Reputation: 532
I m new in asynchronous coding
I m using csvtojson library and I'm trying to convert a csv file and pass the result in an other module .
The convert() function looks like this:
convert: function (csvFilePath) {
return new Promise((resolve, reject) => {
const options = { delimiter: ["|",","],
noHeader: true ,
headers: ["header1", "header2"]
}
csv(options)
.fromFile(csvFilePath)
.on('end_parsed',(convertedJson) => {
resolve(convertedJson);
})
.on("done",(error) => {
reject(error);
})
});
}
My call:
const converter = require ("./converter")();
let json;
json = converter.convert("./importSample.csv");
console.log(json);
When I execute the code I can see that the promise is still on pending state:
Promise { <pending> }
I think that I have to use the .then()
function but I don't know where or how.
Upvotes: 1
Views: 523
Reputation: 5708
From converter
function you are getting promise, and that object has method then
. You should do something like this.
const converter = require ("./converter")();
converter.convert("./importSample.csv").then(json => {
console.log(json);
}).catch(error => {
console.log(error);
});
Here you can find nice tutorial about Promises, and here is documentation for Promises.
Upvotes: 4
Reputation: 724
Promise has a fixed syntactical architecture. I'll explain it with a simple code.

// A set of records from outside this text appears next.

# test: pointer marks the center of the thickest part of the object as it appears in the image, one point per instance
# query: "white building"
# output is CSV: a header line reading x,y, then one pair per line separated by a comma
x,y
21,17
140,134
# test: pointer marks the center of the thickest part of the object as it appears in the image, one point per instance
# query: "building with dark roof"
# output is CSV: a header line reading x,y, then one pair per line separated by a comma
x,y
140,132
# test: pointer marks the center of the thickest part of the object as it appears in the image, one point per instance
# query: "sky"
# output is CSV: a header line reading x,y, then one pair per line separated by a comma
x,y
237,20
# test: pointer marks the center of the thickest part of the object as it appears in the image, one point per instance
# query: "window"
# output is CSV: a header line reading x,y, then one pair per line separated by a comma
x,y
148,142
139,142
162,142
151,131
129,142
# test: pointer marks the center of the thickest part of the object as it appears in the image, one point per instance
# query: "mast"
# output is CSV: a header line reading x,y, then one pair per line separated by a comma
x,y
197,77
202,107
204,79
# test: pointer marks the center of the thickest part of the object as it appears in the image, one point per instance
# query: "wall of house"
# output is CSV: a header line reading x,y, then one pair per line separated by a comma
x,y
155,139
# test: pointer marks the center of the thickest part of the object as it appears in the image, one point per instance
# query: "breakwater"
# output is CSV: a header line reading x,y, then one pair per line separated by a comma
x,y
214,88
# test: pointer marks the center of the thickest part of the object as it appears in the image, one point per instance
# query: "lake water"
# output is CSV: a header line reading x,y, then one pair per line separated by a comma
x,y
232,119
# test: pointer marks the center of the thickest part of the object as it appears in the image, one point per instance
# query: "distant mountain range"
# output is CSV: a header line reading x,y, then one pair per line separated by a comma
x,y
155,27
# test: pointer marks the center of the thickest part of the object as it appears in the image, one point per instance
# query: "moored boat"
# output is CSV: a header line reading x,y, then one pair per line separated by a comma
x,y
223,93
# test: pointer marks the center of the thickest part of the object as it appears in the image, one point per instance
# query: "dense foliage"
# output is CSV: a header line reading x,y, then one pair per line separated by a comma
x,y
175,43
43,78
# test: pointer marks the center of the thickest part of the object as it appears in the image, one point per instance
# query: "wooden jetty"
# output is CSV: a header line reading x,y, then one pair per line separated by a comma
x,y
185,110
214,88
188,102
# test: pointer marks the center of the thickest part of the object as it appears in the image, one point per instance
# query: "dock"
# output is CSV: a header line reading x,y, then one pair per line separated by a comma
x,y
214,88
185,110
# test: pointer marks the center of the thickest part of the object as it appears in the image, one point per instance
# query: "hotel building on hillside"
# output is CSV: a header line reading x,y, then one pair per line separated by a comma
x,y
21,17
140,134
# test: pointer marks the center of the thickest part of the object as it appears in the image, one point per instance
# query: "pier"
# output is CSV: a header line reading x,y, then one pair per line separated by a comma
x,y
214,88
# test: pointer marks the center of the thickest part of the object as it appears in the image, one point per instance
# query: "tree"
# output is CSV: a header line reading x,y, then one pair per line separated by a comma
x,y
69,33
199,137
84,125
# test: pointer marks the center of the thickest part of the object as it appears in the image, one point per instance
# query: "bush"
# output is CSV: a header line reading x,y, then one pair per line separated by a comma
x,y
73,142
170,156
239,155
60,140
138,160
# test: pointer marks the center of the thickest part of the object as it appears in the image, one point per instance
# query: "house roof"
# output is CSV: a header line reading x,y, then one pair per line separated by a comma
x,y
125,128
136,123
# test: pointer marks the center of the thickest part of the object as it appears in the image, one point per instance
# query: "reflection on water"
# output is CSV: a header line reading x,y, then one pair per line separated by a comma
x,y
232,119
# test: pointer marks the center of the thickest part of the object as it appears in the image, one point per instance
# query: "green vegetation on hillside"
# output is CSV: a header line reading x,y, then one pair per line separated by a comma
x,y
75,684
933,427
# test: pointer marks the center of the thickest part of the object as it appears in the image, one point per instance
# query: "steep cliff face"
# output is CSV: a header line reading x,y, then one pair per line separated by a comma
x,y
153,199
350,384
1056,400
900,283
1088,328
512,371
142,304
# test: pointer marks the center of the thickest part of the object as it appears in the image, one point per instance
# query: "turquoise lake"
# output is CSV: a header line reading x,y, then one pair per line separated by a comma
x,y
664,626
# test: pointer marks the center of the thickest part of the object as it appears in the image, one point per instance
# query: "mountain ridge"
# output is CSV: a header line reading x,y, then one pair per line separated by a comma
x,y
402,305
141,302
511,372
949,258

var x = new Promise((resolve,reject)=>{
//here you perform an asynchronous call
resolve(value); //receive it in 'then' part of promise
reject(error): //if your operation fails due to any error, you call reject, which is handled by 'catch' part of the promise.
});
x.then((value)=>{
//this is the part which was called using resolve, and the value it receives is the value you passed as argument in resolve.
});
x.catch((error)=>{
//this part is called by reject. the error received is the value you passed inside the reject.
});
So, your function should go something like-
converter.convert("./importSample.csv").then((json)=>{
//here is your part of code which is to be handled synchronously after the promise is called.
}).catch((error)=>{
//in case any error occurs and you want your program to exit gracefully.